The journal concludes with the powerful poems of Gladson Jathanna. His poem entitled “Shame and excuse” highlights contested masculinity that pushes womanhood to bear the blame for the weaknesses of male bodies. His second poem “Women of the Walls” speaks of the struggles of Israeli and Palestinian women to transcend the constructed boundaries and barriers by forging new bonds of sisterhood.
This issue of in God’s image gives but a glimpse of issues that confront Indian women and their search for a relevant theological response. The yearning for just and inclusive communities continues … We invite readers to join your voices to our songs of resistance and hope!

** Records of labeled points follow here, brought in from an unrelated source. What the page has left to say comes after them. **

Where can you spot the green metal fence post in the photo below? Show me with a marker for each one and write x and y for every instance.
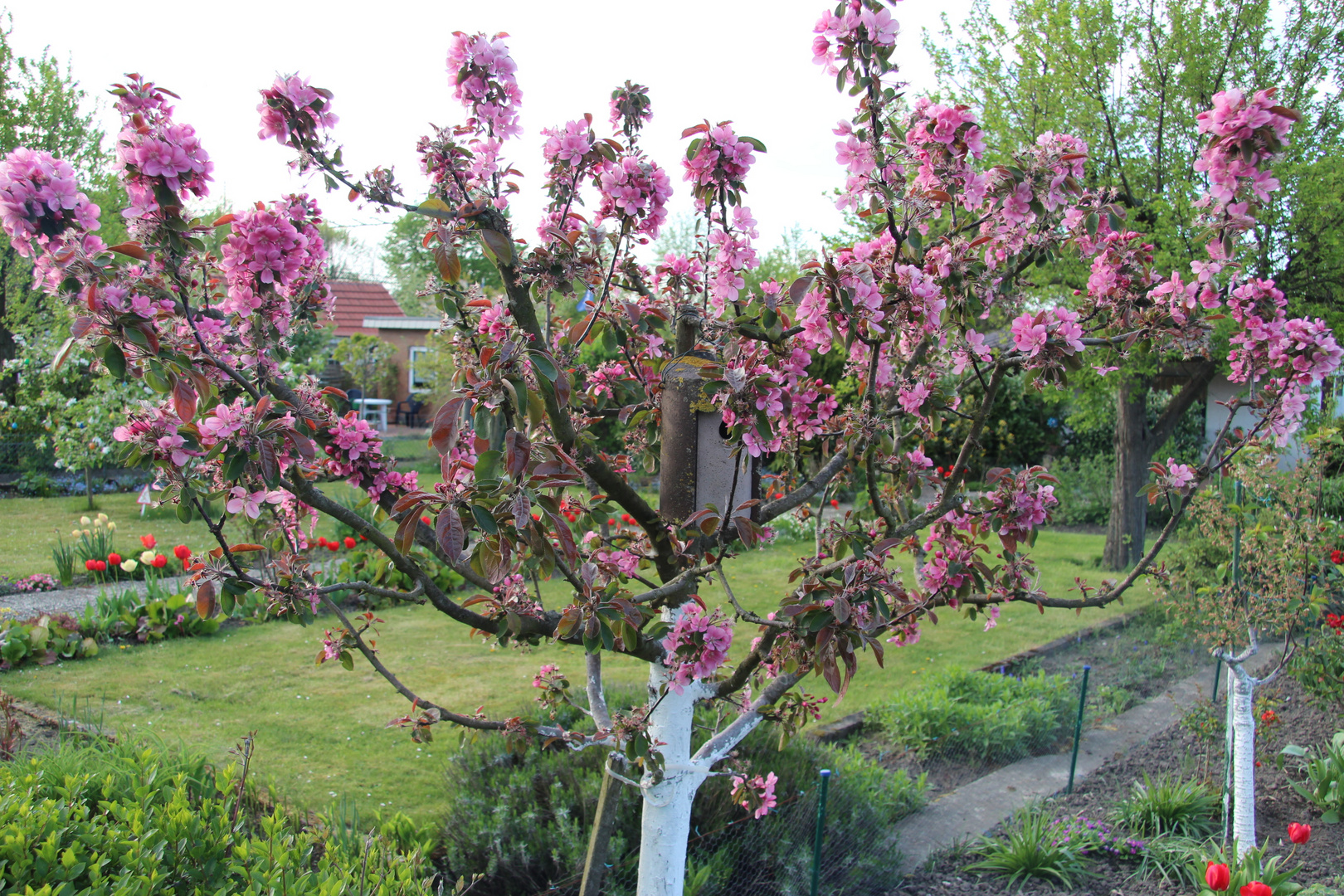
(1079, 728)
(821, 832)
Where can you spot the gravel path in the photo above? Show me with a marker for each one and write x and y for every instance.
(71, 601)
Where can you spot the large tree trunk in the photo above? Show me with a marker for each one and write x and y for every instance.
(1127, 524)
(1135, 446)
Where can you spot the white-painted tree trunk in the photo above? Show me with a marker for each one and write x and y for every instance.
(1244, 758)
(665, 826)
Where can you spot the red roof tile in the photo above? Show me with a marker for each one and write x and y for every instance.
(359, 299)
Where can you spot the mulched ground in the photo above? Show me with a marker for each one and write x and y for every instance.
(1179, 751)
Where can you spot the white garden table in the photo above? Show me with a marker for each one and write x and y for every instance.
(368, 407)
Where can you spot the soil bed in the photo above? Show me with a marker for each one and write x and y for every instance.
(1179, 751)
(1131, 663)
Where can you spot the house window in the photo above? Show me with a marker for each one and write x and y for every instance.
(418, 375)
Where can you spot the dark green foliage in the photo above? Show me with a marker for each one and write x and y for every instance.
(139, 820)
(1171, 806)
(979, 716)
(1031, 846)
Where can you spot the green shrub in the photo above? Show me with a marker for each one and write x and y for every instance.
(1170, 806)
(1319, 666)
(523, 818)
(45, 640)
(1324, 772)
(1083, 489)
(979, 716)
(136, 820)
(1031, 845)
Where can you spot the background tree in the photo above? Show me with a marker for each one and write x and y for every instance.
(1127, 77)
(231, 423)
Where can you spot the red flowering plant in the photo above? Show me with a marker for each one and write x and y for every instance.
(1248, 874)
(901, 306)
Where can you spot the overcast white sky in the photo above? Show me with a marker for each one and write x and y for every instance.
(717, 60)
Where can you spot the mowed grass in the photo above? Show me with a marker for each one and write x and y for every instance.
(320, 731)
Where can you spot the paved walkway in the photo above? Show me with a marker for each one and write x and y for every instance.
(976, 807)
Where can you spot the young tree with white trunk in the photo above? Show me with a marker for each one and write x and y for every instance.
(953, 246)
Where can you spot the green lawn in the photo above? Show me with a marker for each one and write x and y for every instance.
(320, 730)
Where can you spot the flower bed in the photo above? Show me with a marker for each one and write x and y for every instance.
(1177, 754)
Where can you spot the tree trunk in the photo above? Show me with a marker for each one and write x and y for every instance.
(665, 826)
(1127, 524)
(1244, 758)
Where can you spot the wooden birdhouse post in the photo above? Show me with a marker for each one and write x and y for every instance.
(698, 465)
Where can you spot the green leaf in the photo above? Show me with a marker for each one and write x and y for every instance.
(543, 364)
(485, 520)
(114, 360)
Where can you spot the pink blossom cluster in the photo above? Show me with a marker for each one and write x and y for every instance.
(41, 203)
(941, 141)
(153, 431)
(757, 794)
(1244, 134)
(156, 153)
(631, 109)
(680, 275)
(636, 190)
(1047, 334)
(251, 503)
(696, 646)
(275, 246)
(840, 34)
(567, 145)
(293, 108)
(721, 162)
(485, 84)
(1020, 503)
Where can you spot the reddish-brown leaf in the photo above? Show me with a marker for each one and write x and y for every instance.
(449, 533)
(446, 421)
(518, 450)
(132, 250)
(206, 603)
(183, 399)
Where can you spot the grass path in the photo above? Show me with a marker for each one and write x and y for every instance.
(320, 730)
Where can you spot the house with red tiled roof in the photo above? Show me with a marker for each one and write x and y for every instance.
(368, 308)
(357, 299)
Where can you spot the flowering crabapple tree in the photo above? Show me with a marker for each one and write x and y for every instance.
(1281, 562)
(953, 243)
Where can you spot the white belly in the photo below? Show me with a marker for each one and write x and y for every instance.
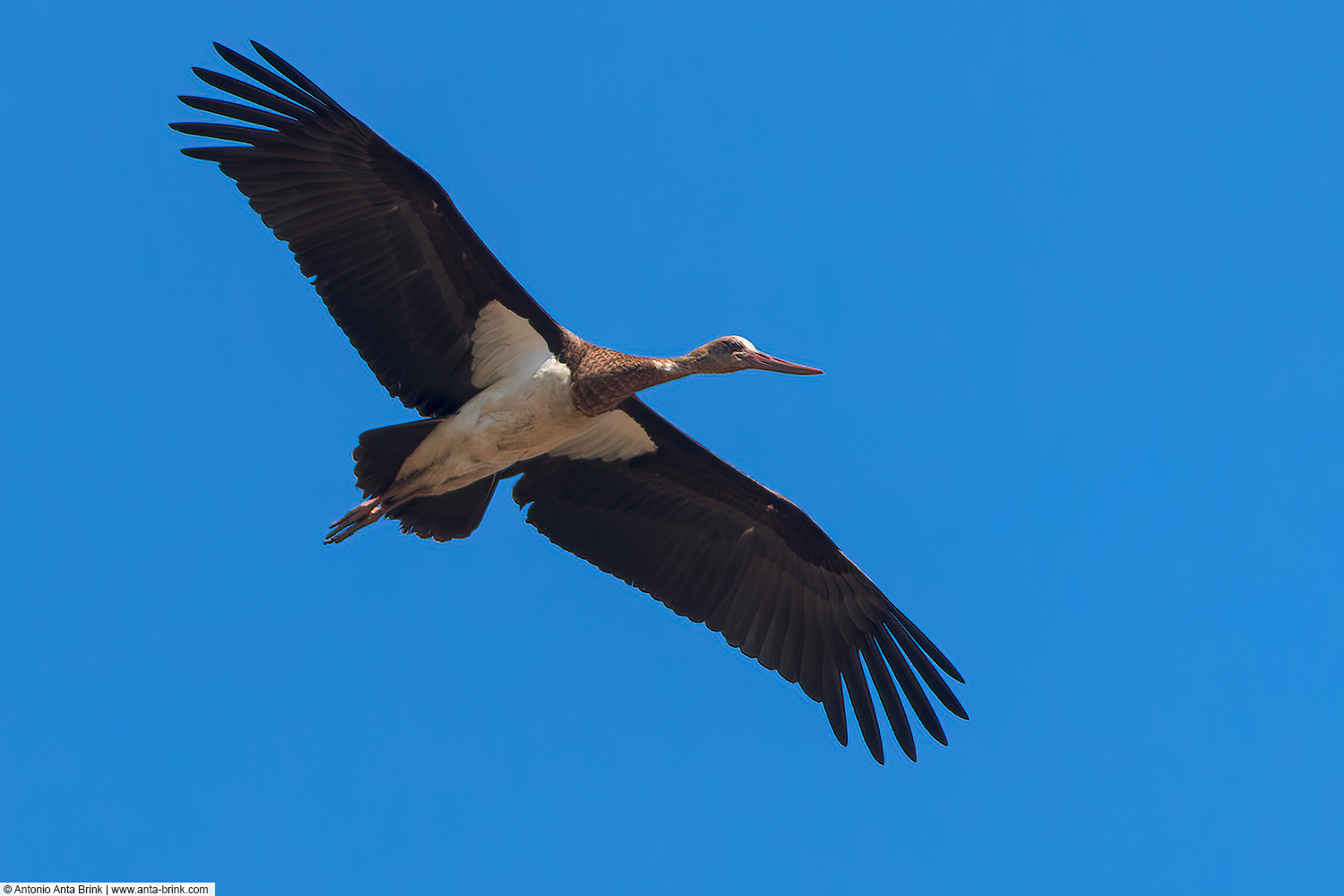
(513, 419)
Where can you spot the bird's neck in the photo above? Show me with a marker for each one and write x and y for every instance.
(602, 378)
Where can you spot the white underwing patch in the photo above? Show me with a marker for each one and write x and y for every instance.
(613, 437)
(504, 346)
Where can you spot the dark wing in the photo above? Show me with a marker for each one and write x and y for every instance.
(720, 548)
(400, 269)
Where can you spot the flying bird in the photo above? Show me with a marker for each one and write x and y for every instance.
(505, 392)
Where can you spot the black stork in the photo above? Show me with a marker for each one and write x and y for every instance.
(507, 392)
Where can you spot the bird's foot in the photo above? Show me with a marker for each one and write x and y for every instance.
(360, 516)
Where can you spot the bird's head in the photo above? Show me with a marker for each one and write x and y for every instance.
(736, 354)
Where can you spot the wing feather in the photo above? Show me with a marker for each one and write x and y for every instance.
(400, 269)
(719, 548)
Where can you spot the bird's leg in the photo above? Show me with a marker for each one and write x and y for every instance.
(362, 514)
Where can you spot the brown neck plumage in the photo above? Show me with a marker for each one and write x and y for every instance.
(602, 378)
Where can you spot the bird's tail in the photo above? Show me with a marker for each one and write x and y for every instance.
(378, 460)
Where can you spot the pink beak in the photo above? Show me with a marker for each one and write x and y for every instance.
(762, 362)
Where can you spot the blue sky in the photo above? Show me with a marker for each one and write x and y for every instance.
(1074, 271)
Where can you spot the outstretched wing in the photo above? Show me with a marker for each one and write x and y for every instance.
(397, 263)
(720, 548)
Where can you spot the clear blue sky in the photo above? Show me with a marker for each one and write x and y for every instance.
(1074, 271)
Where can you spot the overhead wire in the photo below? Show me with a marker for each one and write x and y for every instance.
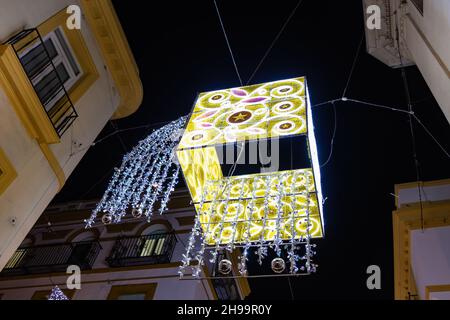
(292, 13)
(228, 42)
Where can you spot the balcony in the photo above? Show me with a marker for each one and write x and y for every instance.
(52, 258)
(142, 250)
(225, 286)
(37, 78)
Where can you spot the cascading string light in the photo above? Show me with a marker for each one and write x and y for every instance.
(57, 294)
(147, 174)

Aruna Gnanadason and Jayachitra Lalitha
Note of Thanks
Both Aruna and Chitra readily accepted when the EAC requested them to take charge of the India issue. Despite health challenges and other demands of time during the collation of this issue, both of them rallied together to bring this issue to completion. The EAC is grateful to both of them for their efforts and time to bring together this issue. The EAC is also thankful to the artists who have contributed their illustrations and art work to this issue.
– Editorial Advisory Committee (EAC)
Vaishna Roy, “When religion is a convenient prop”, The Hindu, Oct 1 2016. This report is by Vaishna Roy,Associate editor of The Hindu, a national newspaper in India, who was visiting a holy Muslim shrine with Zakia Soman, co-founder of the Bharatiya Muslim Mahila Andolan (Indian Muslim Women’s Movement) and Noorjehan, also from the same movement.